When driving is painful...and why cities matter.

It's been awhile since I've posted. Jobs will do that too you, and crazy hectic jobs in the suburbs will do that to you even more. The past few weeks I've been hanging out in New York State and New York City. During one of the presentations on an organization's green efforts they compared the average per persons carbon footprint to the national average and to the New York average. What was interesting is that even though this organization was in NYS, it was doing worse than the NYS average. A person asked about this, since this organization was proud of its efforts he explained. New York City, the per capita carbon footprint was so much less that it reduced the whole New York State average. In effect there were to NY carbon footprints, a country footprint and a city footprint. Sort of the country mouse vs. the city mouse all over again.

Later on that trip, I spent my time in NYC and realized that cars are just not realistic. If everyone had a car in that little space, the place would stop functioning. So they have great mass transit instead. Density changes how we behave with each other, you have to learn to be relatively civil. If you bump into someone, if it's a little bump and excuse me and you move on.

Contrast this to last night when I was driving up to San Francisco in order to see a performance (yes Mass Transit was theoretically an option, but being in the Marina not blanking likely). Traffic on the 101 slammed to a complete stop. Two cars had bumped into each other and had to exchange information. They should have pulled over at the next exit and been safer. When two cars bump into each other, everything gets blocked up and it costs a lot freaking money. A quick search on google didn't come up with anything easy, but I did find this nice blog post on how much Americans spend on transportation.

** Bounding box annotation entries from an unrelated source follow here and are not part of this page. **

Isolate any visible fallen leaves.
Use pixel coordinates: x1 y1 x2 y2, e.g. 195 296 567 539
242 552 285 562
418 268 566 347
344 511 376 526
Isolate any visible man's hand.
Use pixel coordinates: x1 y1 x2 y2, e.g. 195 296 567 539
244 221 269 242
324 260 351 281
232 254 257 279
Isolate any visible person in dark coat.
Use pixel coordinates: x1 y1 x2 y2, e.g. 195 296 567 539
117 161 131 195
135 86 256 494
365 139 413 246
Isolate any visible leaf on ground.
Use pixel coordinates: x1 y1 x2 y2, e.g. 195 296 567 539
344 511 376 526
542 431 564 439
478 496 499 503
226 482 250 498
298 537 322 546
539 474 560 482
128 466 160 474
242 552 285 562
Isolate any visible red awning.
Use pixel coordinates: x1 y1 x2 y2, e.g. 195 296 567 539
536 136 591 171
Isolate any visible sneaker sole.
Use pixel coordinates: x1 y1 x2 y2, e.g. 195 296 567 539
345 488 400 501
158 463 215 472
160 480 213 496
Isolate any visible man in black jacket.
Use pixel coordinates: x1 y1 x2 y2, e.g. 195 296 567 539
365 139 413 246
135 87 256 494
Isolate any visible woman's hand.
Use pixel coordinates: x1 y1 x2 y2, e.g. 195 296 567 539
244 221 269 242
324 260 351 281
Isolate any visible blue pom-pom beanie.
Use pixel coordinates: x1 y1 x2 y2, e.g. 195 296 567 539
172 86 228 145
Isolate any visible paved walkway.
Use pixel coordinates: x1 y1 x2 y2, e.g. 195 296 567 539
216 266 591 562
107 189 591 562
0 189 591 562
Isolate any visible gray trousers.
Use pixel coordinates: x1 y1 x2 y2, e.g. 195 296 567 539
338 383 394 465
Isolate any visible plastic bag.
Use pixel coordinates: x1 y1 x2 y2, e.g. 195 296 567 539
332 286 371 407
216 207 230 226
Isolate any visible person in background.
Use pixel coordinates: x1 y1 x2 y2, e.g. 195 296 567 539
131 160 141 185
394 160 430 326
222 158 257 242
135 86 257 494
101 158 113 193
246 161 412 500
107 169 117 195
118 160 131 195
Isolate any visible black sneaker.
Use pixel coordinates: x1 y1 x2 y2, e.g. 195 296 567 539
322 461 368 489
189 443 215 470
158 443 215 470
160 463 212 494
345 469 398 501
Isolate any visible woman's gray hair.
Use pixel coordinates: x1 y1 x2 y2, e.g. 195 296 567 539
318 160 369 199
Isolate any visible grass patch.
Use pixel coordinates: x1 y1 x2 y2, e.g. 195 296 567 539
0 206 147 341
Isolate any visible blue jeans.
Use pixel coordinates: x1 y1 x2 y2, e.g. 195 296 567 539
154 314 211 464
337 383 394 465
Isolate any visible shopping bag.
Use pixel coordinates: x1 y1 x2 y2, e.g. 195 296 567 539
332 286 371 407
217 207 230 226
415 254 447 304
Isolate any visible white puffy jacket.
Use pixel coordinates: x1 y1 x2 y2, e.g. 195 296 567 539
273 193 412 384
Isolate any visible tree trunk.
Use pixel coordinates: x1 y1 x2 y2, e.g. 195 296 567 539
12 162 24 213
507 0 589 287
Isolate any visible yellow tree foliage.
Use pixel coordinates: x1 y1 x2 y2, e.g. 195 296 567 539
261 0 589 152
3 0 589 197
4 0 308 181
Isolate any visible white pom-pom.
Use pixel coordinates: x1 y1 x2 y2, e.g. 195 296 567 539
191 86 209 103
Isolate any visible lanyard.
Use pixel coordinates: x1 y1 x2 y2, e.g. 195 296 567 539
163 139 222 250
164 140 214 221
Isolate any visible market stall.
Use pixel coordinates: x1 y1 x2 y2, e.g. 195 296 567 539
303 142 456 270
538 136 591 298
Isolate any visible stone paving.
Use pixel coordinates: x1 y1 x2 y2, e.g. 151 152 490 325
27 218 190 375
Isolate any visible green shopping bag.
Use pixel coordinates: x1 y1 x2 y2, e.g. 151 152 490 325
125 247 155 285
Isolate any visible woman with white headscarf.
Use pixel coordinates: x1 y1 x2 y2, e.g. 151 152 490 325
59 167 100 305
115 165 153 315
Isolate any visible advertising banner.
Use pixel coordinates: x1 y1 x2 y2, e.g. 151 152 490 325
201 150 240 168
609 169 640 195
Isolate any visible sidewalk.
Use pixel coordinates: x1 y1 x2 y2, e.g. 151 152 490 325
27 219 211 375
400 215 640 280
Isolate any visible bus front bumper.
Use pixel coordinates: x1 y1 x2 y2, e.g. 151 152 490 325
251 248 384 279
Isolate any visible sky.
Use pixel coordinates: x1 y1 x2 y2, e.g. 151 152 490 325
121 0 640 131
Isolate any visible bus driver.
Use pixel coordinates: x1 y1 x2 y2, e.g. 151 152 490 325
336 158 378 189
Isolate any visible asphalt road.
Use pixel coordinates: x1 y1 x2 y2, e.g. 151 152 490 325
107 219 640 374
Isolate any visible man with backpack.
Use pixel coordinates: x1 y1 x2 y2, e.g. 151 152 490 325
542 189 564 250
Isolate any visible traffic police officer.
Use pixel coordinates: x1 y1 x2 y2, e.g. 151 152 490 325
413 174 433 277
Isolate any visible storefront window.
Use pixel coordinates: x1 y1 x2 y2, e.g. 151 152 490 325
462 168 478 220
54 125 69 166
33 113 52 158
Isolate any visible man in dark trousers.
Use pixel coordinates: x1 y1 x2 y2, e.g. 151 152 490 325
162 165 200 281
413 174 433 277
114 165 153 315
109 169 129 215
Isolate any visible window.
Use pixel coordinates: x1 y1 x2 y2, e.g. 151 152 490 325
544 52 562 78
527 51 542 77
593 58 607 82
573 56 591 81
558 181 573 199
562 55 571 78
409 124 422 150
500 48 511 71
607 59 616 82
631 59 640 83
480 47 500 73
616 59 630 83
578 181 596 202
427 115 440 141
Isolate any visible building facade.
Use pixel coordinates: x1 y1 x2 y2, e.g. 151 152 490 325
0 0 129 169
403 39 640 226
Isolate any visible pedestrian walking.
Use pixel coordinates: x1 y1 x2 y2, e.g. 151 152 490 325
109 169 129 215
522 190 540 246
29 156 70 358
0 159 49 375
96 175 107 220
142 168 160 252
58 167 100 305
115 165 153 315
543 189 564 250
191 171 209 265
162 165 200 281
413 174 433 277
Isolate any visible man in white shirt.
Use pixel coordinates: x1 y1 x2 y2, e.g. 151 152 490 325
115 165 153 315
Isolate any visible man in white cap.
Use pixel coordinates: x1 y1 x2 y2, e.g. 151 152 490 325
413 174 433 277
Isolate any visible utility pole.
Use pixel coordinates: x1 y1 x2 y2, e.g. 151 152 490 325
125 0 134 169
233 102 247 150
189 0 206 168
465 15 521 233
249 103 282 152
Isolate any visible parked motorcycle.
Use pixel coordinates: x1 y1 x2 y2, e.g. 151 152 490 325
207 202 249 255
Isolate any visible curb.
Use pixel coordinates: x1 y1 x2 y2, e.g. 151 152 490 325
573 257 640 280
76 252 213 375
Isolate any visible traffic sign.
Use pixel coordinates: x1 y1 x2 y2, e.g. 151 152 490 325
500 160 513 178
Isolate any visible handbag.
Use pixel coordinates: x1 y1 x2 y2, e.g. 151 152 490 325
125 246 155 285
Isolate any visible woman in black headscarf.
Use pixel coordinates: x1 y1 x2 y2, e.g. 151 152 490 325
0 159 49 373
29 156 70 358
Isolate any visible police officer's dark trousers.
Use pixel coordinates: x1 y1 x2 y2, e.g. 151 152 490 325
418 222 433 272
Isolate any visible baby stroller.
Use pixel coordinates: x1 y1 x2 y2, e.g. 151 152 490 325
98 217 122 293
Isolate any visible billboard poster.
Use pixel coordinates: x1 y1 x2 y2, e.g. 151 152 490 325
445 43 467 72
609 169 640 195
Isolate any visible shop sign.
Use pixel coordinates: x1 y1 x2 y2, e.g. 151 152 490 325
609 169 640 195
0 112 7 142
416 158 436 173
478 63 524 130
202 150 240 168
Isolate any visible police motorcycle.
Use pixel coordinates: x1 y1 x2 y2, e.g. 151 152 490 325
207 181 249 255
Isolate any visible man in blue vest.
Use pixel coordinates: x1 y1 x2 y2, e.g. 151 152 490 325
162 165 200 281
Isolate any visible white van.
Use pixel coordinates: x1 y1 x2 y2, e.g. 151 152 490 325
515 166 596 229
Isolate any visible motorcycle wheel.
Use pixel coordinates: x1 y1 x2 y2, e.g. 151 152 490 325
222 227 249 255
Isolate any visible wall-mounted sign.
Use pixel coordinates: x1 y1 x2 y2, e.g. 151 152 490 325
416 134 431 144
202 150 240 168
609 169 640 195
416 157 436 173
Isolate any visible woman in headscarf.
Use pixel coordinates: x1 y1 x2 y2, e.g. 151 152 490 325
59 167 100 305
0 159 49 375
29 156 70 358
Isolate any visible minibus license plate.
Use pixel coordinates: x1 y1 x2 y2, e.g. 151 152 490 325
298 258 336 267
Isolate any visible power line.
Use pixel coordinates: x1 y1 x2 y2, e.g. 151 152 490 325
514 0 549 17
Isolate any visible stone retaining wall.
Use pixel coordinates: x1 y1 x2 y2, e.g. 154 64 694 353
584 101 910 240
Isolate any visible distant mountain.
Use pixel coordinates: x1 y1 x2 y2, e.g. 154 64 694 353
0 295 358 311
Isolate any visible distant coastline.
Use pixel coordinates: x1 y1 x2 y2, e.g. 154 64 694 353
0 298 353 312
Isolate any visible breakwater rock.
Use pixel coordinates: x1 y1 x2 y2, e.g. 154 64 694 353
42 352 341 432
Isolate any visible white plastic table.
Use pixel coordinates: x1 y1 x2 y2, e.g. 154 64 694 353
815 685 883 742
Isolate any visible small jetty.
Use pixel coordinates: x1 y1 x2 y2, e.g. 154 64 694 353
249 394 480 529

Part of this is that cars are expensive so when they get damaged we care a lot. Also, the slightest bump outside of bumpers leads to body work. In high density places, your car is going to get bumped a lot so it adds to the pain.

If we are going to change things, I am even more convinced that to go car free, we need to change out models of living. I know people love the suburbs, people love living in rural areas, but it just doesn't work. Cars are often thought of as status symbols, for cities apparently the subway is the new car according to Businessweek.